くノ一化粧
劇場公開日:1964年12月12日
解説
山田風太郎原作“外道忍法帖”を「くノ一忍法」の倉本聰と中島貞夫それに金子武郎が共同で脚色、中島貞夫が監督した忍者もの。撮影もコンビの赤塚滋。
1964年製作/90分/日本
原題または英題:The Spying Sorceress
配給:東映
劇場公開日:1964年12月12日
ストーリー
慶安四年、由井正雪、丸橋忠弥を中心にした幕府転覆計画は失敗に終った。老中松平伊豆守は由井正雪の動きを早くから察知し、その資金源を、老忍者服部半助に探らせていた。その結果、豊臣家が遺した巨億の財宝がかくされていることを知った。そして、その在りかを解く鍵は、豊臣家の恩恵を浴した大友忍者六人のくノ一が胎内に秘めた六個の鈴であった。
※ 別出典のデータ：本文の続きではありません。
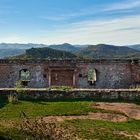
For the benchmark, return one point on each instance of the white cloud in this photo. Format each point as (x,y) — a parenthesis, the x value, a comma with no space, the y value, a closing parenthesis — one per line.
(120,31)
(127,4)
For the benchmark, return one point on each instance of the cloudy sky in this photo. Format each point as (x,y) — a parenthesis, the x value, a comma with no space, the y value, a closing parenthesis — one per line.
(73,21)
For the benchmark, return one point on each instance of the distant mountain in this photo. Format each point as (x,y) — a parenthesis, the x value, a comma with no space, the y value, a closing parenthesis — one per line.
(20,46)
(10,52)
(68,51)
(65,47)
(81,46)
(46,53)
(135,47)
(109,51)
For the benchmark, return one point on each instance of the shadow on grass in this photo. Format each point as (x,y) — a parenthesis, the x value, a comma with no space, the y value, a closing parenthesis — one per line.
(79,100)
(3,102)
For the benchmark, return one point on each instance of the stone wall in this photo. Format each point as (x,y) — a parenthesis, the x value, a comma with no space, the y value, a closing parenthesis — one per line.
(44,73)
(95,94)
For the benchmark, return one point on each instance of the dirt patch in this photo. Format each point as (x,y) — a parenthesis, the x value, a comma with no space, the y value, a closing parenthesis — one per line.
(92,116)
(129,109)
(128,135)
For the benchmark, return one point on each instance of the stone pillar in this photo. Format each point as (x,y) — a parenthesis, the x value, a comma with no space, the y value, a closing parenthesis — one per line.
(49,78)
(74,78)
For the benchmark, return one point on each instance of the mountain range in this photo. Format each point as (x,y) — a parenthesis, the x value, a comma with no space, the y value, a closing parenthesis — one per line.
(68,51)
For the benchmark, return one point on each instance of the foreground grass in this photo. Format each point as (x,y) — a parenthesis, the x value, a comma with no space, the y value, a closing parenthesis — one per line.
(11,115)
(39,108)
(104,130)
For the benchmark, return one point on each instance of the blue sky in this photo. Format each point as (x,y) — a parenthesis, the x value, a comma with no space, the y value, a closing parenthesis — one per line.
(73,21)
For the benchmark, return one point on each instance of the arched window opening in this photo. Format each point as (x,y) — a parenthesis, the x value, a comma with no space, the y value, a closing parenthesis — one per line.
(92,76)
(24,77)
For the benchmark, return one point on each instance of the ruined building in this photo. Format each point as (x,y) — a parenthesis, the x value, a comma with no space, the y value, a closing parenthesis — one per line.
(97,73)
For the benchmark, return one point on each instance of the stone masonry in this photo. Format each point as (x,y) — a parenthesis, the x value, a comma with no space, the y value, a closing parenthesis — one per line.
(109,74)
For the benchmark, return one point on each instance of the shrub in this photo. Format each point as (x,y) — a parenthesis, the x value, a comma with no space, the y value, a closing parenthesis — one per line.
(63,88)
(40,129)
(13,98)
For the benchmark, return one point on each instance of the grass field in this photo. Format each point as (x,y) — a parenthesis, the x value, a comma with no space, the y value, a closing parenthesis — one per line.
(11,115)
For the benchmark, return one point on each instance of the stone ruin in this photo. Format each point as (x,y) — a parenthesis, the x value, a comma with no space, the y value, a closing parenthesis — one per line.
(95,74)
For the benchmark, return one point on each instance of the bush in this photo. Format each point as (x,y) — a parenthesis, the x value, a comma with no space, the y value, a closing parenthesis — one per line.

鈴を強奪せよという伊豆守の命を受けた、天草扇千代を首領とする、道忍、狂念、兵部、鞭馬、水阿弥ら六人の鍔隠れの忍者は、くノ一の住む長崎に向った。しかし彼等の動きは、早くもくノ一の首領天姫の許にも伝わった。天姫を中心に、もみじ、お志乃、お珠、夕心尼、お貞の六人は鈴の死守を誓った。お志乃は夢幻琴の音、密霞の術を使い篝火兵部を倒しながら、扇千代のために術を破られ、忍法山彦によって自らも命を絶った。しかし扇千代も天姫の髪縫いの術によって盲目になった。一方鍔隠れ忍者の逗留する丸山遊廓を襲ったお貞は、逆に鞭馬のおとこ化粧の術で殺され鈴を奪われた。さらに鞭馬は、お貞に扮し、くノ一の本拠持仏堂に乗りこんだが、正体を見破られ、お珠の先祖返りの術にかかり、赤ん坊になってしまった。だが、お珠も、一寸した油断を、かけつけた水阿弥につかれ殺された。しかし、その水阿弥にも天姫の術がかかり、扇千代の姿が幻覚で裸身のくノ一に見えるのだった。抜討ちに切りかかる水阿弥を扇千代の刃が切って捨てた。部下を斬り良心の苛責に悩む扇千代は、惚れた遊女伽羅との情事に我を忘れた。そんなうちにも、両者の争いは苛烈で、天姫と扇千代を残して、次々と倒れていった。残った天姫は奪われた鈴を取り返そうと、伽羅の肉体を借りて扇千代に近づいた。が、女の本能は抱かれた扇千代の胸の中で、初めての喜びにふるえた。くノ一の宿命と、女の真の喜びが激しく交錯した。が、突然、扇千代が求めているのは自分ではなく伽羅であることに気づき、取返した鈴をも投げ捨て、扇千代の叫ぶ声を後に悄然と去っていくのだった。